Orman yangınlarına müdahalenin yetersizliğine ses çıkarmak için Ankara Kent ve Ekoloji Ağı’nın çağrısıyla bir araya gelen yaşam savunucularının eylemini Ankara polisi ablukaya alarak engelledi. Yaşam savunucuları bunun üzerine oturma eylemine başladı. Oturma eylemi sırasında tartışmalar yapan yaşam savunucuları, basın açıklamasını da okuyarak eylemi sonlandırdı
Ülkenin güney ve batı yakasında çıkan yangınlara müdahalenin yetersiz kalmasına tepkiler yükselmeye devam ediyor.
Ankara Kent ve Ekoloji Ağı’nın çağrısıyla “Yangınlar karşısında yaşamdan yanayız, bir aradayız” diyerek Kurtuluş Parkı’nda bir araya gelen yaşam savunucuları, toplanmaya başlarken Ankara polisi tarafından ablukaya alındı.
Polisin ablukaya almasının ardından yaşam savunucuları, oturma eylemine başladı.

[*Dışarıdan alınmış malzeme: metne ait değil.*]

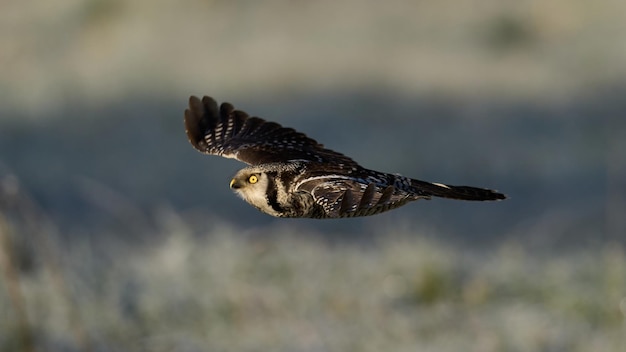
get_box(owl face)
[230,168,270,212]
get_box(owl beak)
[230,178,241,189]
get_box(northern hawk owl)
[185,96,506,218]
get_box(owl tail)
[411,180,506,200]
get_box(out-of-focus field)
[0,214,626,352]
[0,0,626,352]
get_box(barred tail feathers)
[411,180,506,201]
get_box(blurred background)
[0,0,626,351]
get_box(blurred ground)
[0,0,626,351]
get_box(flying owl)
[185,96,506,219]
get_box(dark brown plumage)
[185,96,506,218]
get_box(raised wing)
[185,96,358,168]
[297,175,422,218]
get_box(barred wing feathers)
[185,96,357,167]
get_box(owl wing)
[185,96,357,167]
[297,175,422,218]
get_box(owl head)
[230,168,270,211]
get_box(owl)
[185,96,506,219]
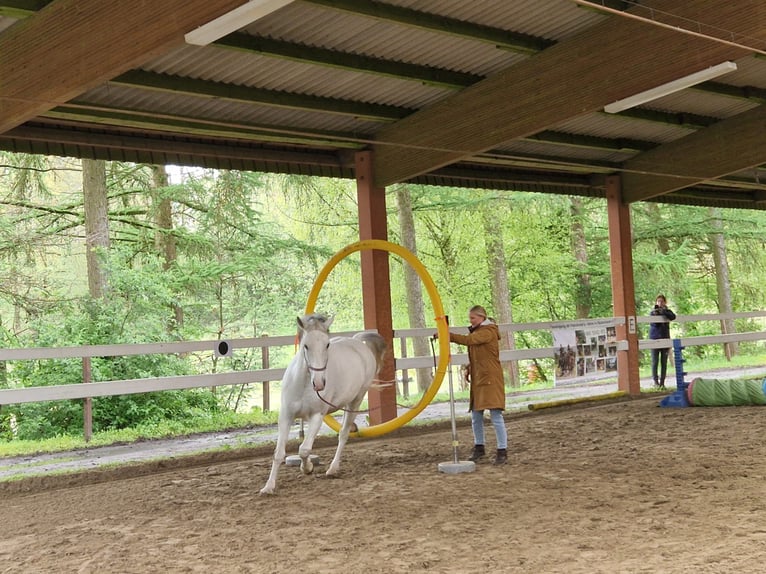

Polis, gazetecilerle yaşam savunucuları arasına yaklaşık 50 metre mesafe koyacak şekilde gazetecileri alandan uzaklaştırdı.
Oturma eyleminde yaşam savunucuları yangınların insan dışındaki canlı türlerine verdiği zararları ve bu konuda gelişitirilmesi gereken anti-türcü perspektifin önemine dair tartışmalar yaptı. Yapılan tartışmanın ardından da basın açıklaması okundu. Açıklamada iklim krizinin bu tür yangınlara yol açabileceği bilimsel olarak ortaya konmasına rağmen iktidarın bu konuda önlem almadığı vurgulanırken yangın sonrasında da bilimsellikten uzak, popülist fidan dikim kampanyalarıyla göz boyanmaya çalışıldığı ifade edildi.
Oturma eylemi sırasında basın açıklaması okundu. Açıklamanın ardından yaşamı savunma mücadelesinin devam edeceği vurgulandı
“Bu ülkeyi Cengiz’e, Limak’a, Alamos’a teslim etmeyeceğiz!”https://t.co/HEUspW7ldt pic.twitter.com/T6fbYbZn5Q— sendika.org (@sendika_org) August 15, 2021
Açıklamanın devamında yaşam savunucuları, taleplerini okudu:
Ekoloji örgütleri olarak şartlarımız var:
- THK’nı bütün kadro, uçak, ekipman ve donanımının işler hale getirilmeli, modernizasyon işlemlerinin yapılmalı, saraylar yapımı vb. israflar yerine yeni uçak ve donanımı tedarik edilerek THK’nin güçlendirilmelidir.
- Tüm türlerin sağlığını gözeten şehir planlamaları yapılmalı, rantsal yıkıma son verilmelidir.
- Orman arazileri turizm, maden gibi doğanın yıkımına uğramasına neden olan sektörler orman arazileri etrafından uzaklaştırılmalı, ormanları satılacak kereste olarak gören uygulamalar durdurulmalı, talana yol açan yasal düzenlemeler iptal edilmelidir.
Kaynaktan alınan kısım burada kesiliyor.